Since GC function is somewhat dependent on alteration of the GR gene [18, 20–22], it seems rational to investigate the implication of possible SNPs in COPD, a disease known for poor GC response. This study investigates for the first time on a larger scale the association of GR-gene polymorphisms in COPD patients. For this work, we chose three of the most common polymorphic variants of the GR-gene. The allele frequencies of the polymorphic variants we found were in agreement with those reported in the literature [17, 23, 24]. However, our data excluded an association between the polymorphic variants and both COPD as a disease and COPD severity defined as elevated exacerbations rates. An analysis of subgroups, looking for cumulative cigarette smoke exposure, sex, and GOLD stages confirmed this negative result.
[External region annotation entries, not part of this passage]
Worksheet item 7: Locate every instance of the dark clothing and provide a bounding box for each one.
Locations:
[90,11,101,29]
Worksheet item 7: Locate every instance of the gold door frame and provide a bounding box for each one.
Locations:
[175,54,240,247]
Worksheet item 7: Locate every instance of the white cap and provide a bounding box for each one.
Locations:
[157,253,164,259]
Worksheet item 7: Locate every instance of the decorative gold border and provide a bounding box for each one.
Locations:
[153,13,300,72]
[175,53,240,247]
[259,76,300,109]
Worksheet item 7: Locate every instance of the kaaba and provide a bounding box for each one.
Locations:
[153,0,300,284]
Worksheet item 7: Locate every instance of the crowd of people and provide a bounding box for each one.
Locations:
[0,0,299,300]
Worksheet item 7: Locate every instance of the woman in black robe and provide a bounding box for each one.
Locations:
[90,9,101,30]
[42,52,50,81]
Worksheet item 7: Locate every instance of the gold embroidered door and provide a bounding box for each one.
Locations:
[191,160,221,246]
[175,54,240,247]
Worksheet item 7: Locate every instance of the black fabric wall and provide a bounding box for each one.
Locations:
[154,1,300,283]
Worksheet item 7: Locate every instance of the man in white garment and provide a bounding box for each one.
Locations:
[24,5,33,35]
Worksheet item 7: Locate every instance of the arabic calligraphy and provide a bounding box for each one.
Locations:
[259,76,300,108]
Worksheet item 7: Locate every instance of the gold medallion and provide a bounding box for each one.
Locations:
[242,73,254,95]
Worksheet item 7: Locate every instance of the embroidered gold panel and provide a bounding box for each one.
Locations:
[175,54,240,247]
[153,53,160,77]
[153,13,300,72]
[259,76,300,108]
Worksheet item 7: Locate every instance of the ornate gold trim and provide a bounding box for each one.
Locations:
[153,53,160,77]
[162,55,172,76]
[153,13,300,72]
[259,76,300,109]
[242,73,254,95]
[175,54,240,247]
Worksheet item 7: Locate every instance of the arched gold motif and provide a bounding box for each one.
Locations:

Our study has several limitations. For investigating a relationship between SNPs and disease characteristics, the overall patient number seems small. Since the SNPs frequency did not differ between COPD patients and our healthy control cohort, and because we did not even observed a trend, the lack of significance is not due to low group numbers. Due to practical reasons, we investigated only a small variety of possible GC-gene polymorphisms. Therefore, we cannot rule out that other SNPs might be more important for COPD development and/or disease severity. However, this case seems to be unlikely since the allele frequencies of these polymorphisms were found to be considerably lower in the screened populations, and there is only rare data about confirmed disease associations .
It is unlikely that a single gene polymorphism might have a significant impact on a multifactor disease, such as COPD . The lack of any association between the SNPs we investigated in this study might, therefore, be comprehensible, although other SNPs have been reported to be at least weakly linked to this disease such as polymorphisms of the β2-adrenoreceptor gene [26–28], the Matrix metalloproteinases (MMP)-genes , toll-like receptor genes or genes coding for xenobiotic-metabolizing enzymes like the microsomal epoxid hydrolase . The only coherent genetic link to the development of a 'COPD-liked' disease is the α1-antitrypsin deficiency of which more than 100 genetic variations are known on chromosome 14 [31, 32].
Conflicts of interest
The authors declare that they have no competing interests.